In one-quarter of the country, girls born today may live shorter lives than their mothers, and the country as a whole is falling behind other industrialized nations in the march toward longer life, according to the study.
Where is the bad situation worst? Yup, in those states where politicians most angrily decry federal health care spending as evil socialism:
Among states, Mississippi fares the worst. Of its 82 counties, 26 had life expectancies for men in 2007 that were roughly 66 to 69 years.
Wait a second!? Aren't we spending over 50 percent more of our economic output on health care (including terrible junk-surance policies) than the rest of the world? WTF? (WTF in the Sarah Palin, not the Barack Obama sense.)
What surprised Murray and his team was that despite increased consciousness about disparities and per capita spending on health care that is at least 50 percent higher than European countries, the United States is falling farther behind them with each passing year.

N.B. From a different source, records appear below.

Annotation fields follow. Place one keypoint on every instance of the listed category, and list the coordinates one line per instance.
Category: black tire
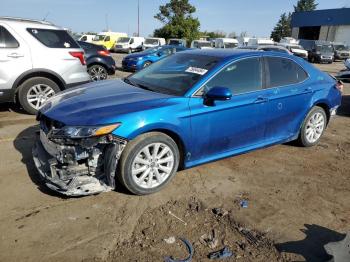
(303, 140)
(97, 72)
(25, 89)
(146, 64)
(132, 150)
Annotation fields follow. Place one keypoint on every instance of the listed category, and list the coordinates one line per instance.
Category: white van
(260, 41)
(151, 42)
(87, 38)
(201, 44)
(129, 44)
(226, 43)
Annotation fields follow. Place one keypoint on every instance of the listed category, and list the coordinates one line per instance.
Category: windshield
(341, 48)
(296, 47)
(124, 40)
(324, 48)
(173, 75)
(230, 45)
(203, 44)
(150, 41)
(99, 37)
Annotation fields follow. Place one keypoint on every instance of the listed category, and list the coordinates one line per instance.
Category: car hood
(100, 103)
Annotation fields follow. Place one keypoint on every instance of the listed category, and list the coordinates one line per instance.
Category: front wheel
(313, 127)
(148, 163)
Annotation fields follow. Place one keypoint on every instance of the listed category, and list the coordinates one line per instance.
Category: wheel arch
(37, 73)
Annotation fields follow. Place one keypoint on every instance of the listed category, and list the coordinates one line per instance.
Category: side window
(284, 71)
(240, 77)
(6, 39)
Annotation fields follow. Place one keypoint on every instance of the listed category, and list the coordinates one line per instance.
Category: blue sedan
(188, 109)
(137, 61)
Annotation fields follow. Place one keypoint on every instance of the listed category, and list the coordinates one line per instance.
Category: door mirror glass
(218, 93)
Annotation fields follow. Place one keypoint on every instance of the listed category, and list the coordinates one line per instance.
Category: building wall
(295, 32)
(342, 34)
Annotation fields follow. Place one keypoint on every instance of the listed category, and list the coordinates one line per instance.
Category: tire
(153, 175)
(97, 72)
(39, 88)
(314, 123)
(146, 64)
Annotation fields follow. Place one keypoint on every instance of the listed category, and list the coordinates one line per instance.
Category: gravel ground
(298, 200)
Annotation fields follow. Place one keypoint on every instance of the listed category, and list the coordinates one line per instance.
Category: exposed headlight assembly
(83, 131)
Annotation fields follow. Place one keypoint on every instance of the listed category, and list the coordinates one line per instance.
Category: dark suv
(319, 51)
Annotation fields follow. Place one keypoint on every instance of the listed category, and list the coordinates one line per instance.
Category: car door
(14, 57)
(234, 124)
(289, 95)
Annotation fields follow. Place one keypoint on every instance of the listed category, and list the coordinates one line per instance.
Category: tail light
(104, 52)
(340, 86)
(80, 56)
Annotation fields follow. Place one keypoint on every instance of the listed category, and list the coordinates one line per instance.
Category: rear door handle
(15, 55)
(261, 99)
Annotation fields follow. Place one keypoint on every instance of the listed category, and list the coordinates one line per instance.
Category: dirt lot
(298, 200)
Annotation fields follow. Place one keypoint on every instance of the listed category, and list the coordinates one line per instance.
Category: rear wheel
(34, 92)
(148, 163)
(97, 72)
(313, 127)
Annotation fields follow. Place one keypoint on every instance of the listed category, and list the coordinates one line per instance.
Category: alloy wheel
(152, 165)
(38, 95)
(315, 127)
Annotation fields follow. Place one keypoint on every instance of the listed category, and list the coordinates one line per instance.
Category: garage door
(343, 34)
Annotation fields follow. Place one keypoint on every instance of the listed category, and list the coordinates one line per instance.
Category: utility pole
(138, 17)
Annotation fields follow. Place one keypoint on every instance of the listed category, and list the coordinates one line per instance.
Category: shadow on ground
(344, 109)
(312, 246)
(24, 143)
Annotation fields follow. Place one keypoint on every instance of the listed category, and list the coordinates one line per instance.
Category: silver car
(37, 60)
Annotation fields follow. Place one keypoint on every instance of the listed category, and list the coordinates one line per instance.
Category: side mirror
(217, 93)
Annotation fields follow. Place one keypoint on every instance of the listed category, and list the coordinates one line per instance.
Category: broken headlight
(83, 131)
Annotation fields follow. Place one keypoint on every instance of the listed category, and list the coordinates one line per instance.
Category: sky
(257, 17)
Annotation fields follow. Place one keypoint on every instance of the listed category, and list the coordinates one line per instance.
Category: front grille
(47, 124)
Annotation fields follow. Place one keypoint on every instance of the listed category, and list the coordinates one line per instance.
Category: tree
(305, 5)
(283, 28)
(178, 20)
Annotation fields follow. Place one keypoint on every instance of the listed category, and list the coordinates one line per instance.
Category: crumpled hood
(100, 103)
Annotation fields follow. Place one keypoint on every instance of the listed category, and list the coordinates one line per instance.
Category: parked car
(226, 43)
(341, 51)
(318, 51)
(152, 42)
(176, 41)
(86, 38)
(129, 44)
(37, 60)
(296, 49)
(137, 61)
(188, 109)
(260, 41)
(99, 61)
(108, 39)
(201, 44)
(274, 48)
(344, 75)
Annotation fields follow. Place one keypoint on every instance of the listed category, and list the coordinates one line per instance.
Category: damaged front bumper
(78, 167)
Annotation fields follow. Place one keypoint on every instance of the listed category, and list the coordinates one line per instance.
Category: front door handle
(15, 55)
(261, 99)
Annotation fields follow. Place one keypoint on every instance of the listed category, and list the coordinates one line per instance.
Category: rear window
(53, 38)
(284, 72)
(6, 39)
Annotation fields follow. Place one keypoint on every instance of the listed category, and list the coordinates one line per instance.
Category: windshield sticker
(196, 70)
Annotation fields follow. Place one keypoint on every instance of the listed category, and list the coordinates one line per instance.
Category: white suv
(37, 60)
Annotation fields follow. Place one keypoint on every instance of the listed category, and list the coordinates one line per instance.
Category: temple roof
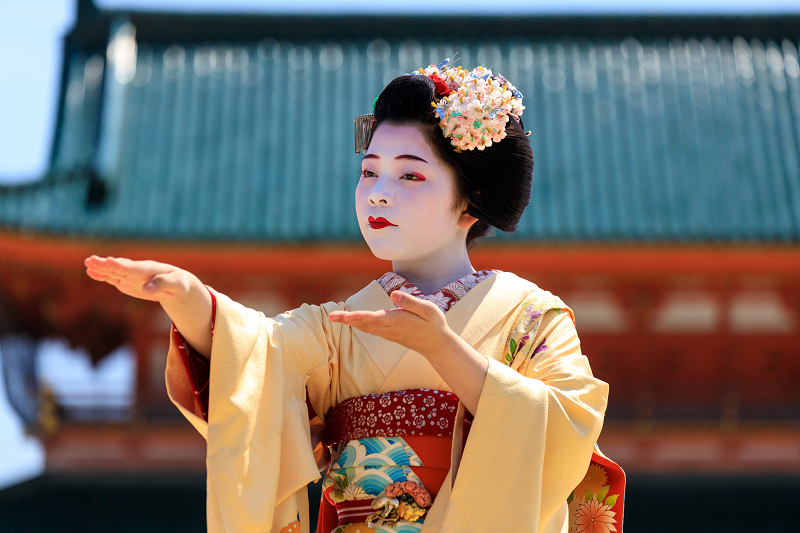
(180, 127)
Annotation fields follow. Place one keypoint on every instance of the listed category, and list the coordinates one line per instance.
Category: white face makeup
(404, 199)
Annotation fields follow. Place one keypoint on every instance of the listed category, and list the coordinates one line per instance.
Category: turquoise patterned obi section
(361, 471)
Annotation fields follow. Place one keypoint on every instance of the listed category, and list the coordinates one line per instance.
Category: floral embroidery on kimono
(363, 468)
(519, 349)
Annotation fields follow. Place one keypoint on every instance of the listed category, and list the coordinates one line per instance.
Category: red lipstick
(379, 223)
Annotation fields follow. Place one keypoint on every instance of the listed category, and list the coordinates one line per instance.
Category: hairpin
(365, 127)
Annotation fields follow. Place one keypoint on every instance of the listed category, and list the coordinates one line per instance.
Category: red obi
(423, 418)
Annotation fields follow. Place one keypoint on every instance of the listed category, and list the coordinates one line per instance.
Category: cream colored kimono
(531, 441)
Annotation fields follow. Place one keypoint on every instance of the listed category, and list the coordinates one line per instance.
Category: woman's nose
(379, 194)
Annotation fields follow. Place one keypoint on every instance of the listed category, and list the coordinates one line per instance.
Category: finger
(422, 308)
(94, 274)
(96, 263)
(171, 282)
(119, 264)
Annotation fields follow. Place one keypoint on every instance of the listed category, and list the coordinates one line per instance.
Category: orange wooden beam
(67, 254)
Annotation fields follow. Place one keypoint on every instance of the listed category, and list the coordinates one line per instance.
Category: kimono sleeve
(534, 430)
(259, 455)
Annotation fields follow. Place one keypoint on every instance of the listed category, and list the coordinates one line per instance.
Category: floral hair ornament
(475, 105)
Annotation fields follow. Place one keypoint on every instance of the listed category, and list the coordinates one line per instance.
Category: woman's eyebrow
(409, 156)
(404, 156)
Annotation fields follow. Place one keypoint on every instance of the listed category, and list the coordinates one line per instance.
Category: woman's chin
(385, 251)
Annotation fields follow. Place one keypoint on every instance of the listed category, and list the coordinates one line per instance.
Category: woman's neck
(430, 274)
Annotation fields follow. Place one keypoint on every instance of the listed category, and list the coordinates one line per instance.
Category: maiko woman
(449, 399)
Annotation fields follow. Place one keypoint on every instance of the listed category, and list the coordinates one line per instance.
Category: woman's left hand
(420, 325)
(417, 324)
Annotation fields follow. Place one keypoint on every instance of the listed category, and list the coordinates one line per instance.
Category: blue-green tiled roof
(676, 140)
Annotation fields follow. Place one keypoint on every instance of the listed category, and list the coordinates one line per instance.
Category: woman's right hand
(147, 280)
(182, 295)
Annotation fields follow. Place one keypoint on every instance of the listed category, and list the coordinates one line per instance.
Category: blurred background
(216, 136)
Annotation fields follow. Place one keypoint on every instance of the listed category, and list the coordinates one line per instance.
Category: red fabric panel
(197, 367)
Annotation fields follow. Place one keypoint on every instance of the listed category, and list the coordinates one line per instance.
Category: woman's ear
(465, 220)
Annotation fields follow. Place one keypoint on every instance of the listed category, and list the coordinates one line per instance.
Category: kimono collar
(472, 317)
(444, 298)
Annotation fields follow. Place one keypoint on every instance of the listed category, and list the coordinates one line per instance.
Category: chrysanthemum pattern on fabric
(444, 298)
(590, 504)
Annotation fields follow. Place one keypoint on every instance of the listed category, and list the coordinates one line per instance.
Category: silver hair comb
(365, 127)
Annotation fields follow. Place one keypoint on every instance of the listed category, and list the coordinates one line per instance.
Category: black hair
(495, 182)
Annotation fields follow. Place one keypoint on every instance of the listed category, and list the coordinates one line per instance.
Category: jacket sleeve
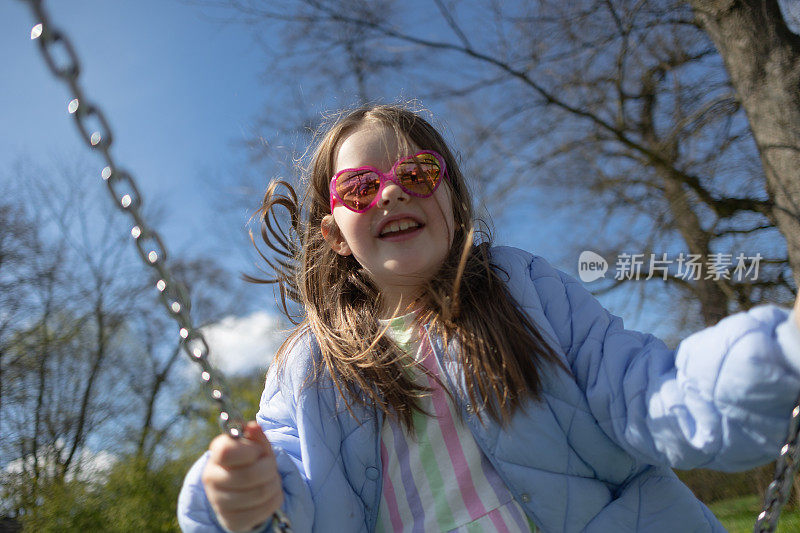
(276, 416)
(721, 400)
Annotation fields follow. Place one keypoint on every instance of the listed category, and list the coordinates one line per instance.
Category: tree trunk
(762, 57)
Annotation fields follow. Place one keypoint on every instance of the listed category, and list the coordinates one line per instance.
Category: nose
(391, 193)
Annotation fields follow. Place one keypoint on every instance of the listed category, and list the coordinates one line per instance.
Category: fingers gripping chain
(63, 62)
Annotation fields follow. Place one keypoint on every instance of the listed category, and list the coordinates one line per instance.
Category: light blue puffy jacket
(594, 455)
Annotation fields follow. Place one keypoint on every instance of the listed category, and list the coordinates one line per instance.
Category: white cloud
(244, 344)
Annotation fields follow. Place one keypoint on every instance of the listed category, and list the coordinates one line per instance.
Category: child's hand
(241, 479)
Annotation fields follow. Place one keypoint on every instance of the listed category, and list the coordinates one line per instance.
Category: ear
(332, 235)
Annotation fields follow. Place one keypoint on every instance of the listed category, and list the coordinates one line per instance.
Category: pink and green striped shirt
(438, 479)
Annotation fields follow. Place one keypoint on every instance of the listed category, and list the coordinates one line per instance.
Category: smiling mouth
(400, 227)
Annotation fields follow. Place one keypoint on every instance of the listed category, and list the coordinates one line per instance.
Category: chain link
(778, 491)
(95, 131)
(176, 299)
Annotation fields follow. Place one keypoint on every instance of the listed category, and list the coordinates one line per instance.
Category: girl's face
(400, 261)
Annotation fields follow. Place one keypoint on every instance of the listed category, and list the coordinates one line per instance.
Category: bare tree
(621, 109)
(762, 56)
(88, 357)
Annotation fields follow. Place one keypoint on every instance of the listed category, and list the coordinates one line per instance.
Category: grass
(738, 515)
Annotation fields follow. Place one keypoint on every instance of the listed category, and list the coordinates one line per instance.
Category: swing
(176, 300)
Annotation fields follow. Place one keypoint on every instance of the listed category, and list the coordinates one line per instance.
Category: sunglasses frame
(384, 178)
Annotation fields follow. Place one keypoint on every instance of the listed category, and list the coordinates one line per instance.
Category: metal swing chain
(62, 61)
(778, 491)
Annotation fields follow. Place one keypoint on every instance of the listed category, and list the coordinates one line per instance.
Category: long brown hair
(466, 303)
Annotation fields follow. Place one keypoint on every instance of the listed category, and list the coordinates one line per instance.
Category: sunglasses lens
(357, 189)
(419, 174)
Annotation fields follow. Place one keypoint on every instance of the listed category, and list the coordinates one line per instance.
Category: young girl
(435, 384)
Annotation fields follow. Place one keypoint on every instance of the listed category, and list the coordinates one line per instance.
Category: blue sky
(182, 91)
(177, 88)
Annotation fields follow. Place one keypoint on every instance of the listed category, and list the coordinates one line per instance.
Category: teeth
(399, 225)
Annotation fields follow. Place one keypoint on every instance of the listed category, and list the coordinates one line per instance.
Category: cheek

“My expectation was that in the last decade we would at least be keeping up in terms of the pace of progress. But that’s not what’s happening,” said Murray.
I'm surprised that Murray is surprised. True, health care spending has increased, but it's just gone to the profits of the bloodsucking thugs who run extreme-profit insurance companies that are now pushing more Americans than ever into junk-surance plans with $10,000 deductibles that mean one thing: nobody is going to the doctor's office unless they're about to die.
So, in short, the problem? Aetna, CIGNA, WellPoint, Humana and United HealthCare.
The solution? Improved Medicare for all, the single-payer program that is already world famous for its ability to control costs and deliver excellent care that people -- our seniors -- just love.
Again, the problem, which is insurance company thugs using your money to finance bullshit get rich quick schemes by manipulating their stock prices (THANK YOU, Wendell Potter!):
CIGNA's net income for the first quarter of this year was $429 million. So what did the company do with its wealth? Well, between January 1 and May 4, the company repurchased approximately 4.9 million shares of its own stock for $210 million.
The magic works like this: when you buy back shares of your own stock, those shares are "retired," meaning that there are fewer shares outstanding. Reducing the number of shares available for purchase changes the mathematical equation used to determine the EPS. The reduction gives the EPS a boost. The more shares you buy back, the bigger the boost.
All of the big for-profit insurers have been on a buyback binge lately. Humana executives announced a few weeks ago that it would be buying back $1 billion of its own shares between now and June 2013. That's a lot of money, of course, but nothing compared to what UnitedHealth said it plans to do. UnitedHealth's executives said the company plans to repurchase up to 110 million shares in the coming months. If UnitedHealth were to buy all those shares today, while the stock price is trading at around $50 per share, it would be spending $5.5 billion (of money that came from you, if you are a UnitedHealth policyholder) to make all those shares of stock go poof.
And, the solution:
No wonder the British -- and the rest of the world -- are terrified of American health care. They just want to stay alive.